“There is no other town I know of with you can compare
For spinning mills and lassies fair”
From William McGonagall’s ‘Bonnie Dundee’, 1878
Today’s blog post is a quick delve into the unique situation for women workers during Dundee’s domination of the jute industry and a chance to share some of the wonderful pictures from our collections of Dundonian spinners and weavers.
If you are interested in Dundee’s social history you will no doubt know that it was often referred to as a “women’s town” because of the central role that women played in the city’s jute industry. And it is often said that women and girls played a significant role in shaping our wonderful city – mainly with hard graft and sacrifice.
A defining feature of the Industrial Revolution had been the rise of factories, textile factories in particular. Work moved out of the home and into these factories, which used a central power source to run machines.

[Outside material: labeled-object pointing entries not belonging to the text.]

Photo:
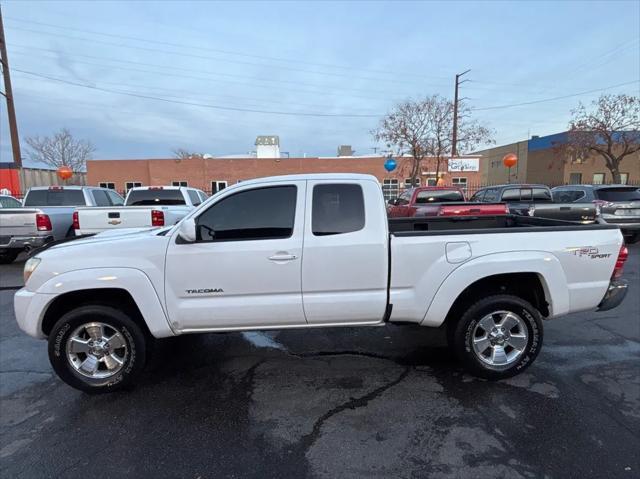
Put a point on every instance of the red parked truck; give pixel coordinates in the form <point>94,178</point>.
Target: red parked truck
<point>439,201</point>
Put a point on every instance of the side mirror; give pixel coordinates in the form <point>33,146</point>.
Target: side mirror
<point>187,230</point>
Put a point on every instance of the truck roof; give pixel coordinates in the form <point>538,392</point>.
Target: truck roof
<point>313,176</point>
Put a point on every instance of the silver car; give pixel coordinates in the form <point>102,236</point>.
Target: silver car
<point>619,204</point>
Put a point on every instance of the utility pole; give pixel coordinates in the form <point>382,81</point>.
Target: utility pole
<point>8,94</point>
<point>454,140</point>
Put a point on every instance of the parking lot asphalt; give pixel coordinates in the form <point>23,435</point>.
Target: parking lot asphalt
<point>375,402</point>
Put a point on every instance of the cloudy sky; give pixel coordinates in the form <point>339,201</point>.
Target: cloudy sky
<point>141,78</point>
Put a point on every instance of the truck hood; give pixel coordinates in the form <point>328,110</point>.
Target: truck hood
<point>142,250</point>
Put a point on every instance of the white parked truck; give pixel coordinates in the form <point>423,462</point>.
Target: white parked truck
<point>144,207</point>
<point>315,251</point>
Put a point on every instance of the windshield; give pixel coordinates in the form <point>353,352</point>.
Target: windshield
<point>55,198</point>
<point>439,196</point>
<point>618,194</point>
<point>155,197</point>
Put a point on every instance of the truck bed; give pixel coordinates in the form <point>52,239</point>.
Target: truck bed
<point>480,224</point>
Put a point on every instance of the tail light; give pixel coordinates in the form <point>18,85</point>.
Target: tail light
<point>622,257</point>
<point>157,218</point>
<point>43,222</point>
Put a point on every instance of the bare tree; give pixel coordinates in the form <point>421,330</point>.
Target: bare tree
<point>61,149</point>
<point>184,154</point>
<point>424,128</point>
<point>610,129</point>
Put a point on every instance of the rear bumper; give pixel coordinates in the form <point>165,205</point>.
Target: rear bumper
<point>26,242</point>
<point>614,296</point>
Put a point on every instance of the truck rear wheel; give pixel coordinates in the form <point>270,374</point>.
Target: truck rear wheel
<point>97,349</point>
<point>498,337</point>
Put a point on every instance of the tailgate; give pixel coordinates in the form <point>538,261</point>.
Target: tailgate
<point>105,218</point>
<point>17,222</point>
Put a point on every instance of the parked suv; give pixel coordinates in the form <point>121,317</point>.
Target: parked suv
<point>619,204</point>
<point>536,200</point>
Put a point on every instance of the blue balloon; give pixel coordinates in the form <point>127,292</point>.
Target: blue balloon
<point>390,164</point>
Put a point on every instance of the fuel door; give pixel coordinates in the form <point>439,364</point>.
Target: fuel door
<point>458,252</point>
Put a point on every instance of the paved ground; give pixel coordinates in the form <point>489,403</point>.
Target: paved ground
<point>343,403</point>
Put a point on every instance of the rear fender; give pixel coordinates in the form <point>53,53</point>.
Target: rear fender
<point>545,265</point>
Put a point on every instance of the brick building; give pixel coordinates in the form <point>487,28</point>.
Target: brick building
<point>540,161</point>
<point>211,174</point>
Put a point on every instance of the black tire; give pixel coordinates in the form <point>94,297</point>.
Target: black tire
<point>9,256</point>
<point>461,336</point>
<point>134,359</point>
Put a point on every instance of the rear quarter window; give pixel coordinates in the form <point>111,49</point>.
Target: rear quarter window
<point>337,209</point>
<point>55,198</point>
<point>618,194</point>
<point>155,197</point>
<point>438,196</point>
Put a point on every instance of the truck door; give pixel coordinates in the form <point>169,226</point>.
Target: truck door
<point>245,267</point>
<point>345,265</point>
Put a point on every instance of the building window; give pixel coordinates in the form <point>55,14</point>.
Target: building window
<point>390,188</point>
<point>132,184</point>
<point>408,184</point>
<point>460,182</point>
<point>575,178</point>
<point>217,186</point>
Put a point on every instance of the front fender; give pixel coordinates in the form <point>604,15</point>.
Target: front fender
<point>134,281</point>
<point>545,265</point>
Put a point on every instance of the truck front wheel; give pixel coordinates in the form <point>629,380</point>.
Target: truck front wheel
<point>97,349</point>
<point>498,337</point>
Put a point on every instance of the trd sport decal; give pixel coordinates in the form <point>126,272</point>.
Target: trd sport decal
<point>588,251</point>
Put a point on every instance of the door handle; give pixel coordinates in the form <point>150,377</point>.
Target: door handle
<point>282,257</point>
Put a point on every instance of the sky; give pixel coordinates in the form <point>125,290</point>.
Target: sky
<point>139,79</point>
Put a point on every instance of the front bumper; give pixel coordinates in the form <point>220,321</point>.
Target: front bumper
<point>29,308</point>
<point>614,296</point>
<point>26,242</point>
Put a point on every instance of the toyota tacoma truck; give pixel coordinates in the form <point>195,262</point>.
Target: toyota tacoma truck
<point>308,251</point>
<point>144,206</point>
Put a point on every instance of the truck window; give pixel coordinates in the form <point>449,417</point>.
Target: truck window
<point>490,195</point>
<point>337,209</point>
<point>259,214</point>
<point>541,194</point>
<point>8,202</point>
<point>55,197</point>
<point>439,196</point>
<point>193,196</point>
<point>101,198</point>
<point>153,197</point>
<point>512,194</point>
<point>618,194</point>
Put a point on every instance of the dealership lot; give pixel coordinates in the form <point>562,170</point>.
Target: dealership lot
<point>333,403</point>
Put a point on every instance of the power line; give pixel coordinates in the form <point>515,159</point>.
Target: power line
<point>203,57</point>
<point>500,107</point>
<point>205,72</point>
<point>216,50</point>
<point>203,105</point>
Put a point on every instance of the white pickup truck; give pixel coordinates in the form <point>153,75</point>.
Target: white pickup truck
<point>315,251</point>
<point>144,207</point>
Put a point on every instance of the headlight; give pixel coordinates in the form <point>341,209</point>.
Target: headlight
<point>29,267</point>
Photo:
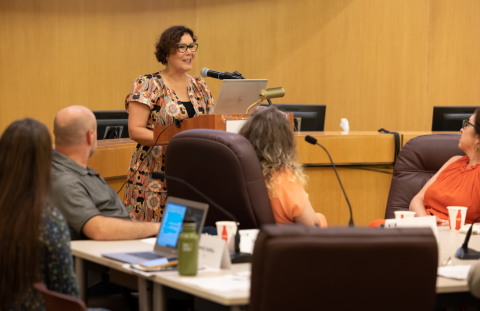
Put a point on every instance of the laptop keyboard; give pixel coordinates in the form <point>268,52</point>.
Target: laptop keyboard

Thus, the advent of new machinery changed the gender division of labour in textile production.
In fact, of the tens of thousands of people employed in the jute industry in Dundee during the 19th and 20th centuries, women represented up to 75% of the workforce. There was a heavy reliance on women to make the industry profitable.
Norman Watson in ‘Dundee – a Short History’ states: “A higher proportion of women worked in Dundee than in other Scottish cites – and fifteen per cent more than in Scotland as a whole …Dundonian women and girls were engaged in work very different from their contemporaries.”
In the second half of the nineteenth century many Irish women emigrated to Dundee to find work in the city’s booming jute industry. Women represented just over half of all the emigrants who departed Ireland in this period.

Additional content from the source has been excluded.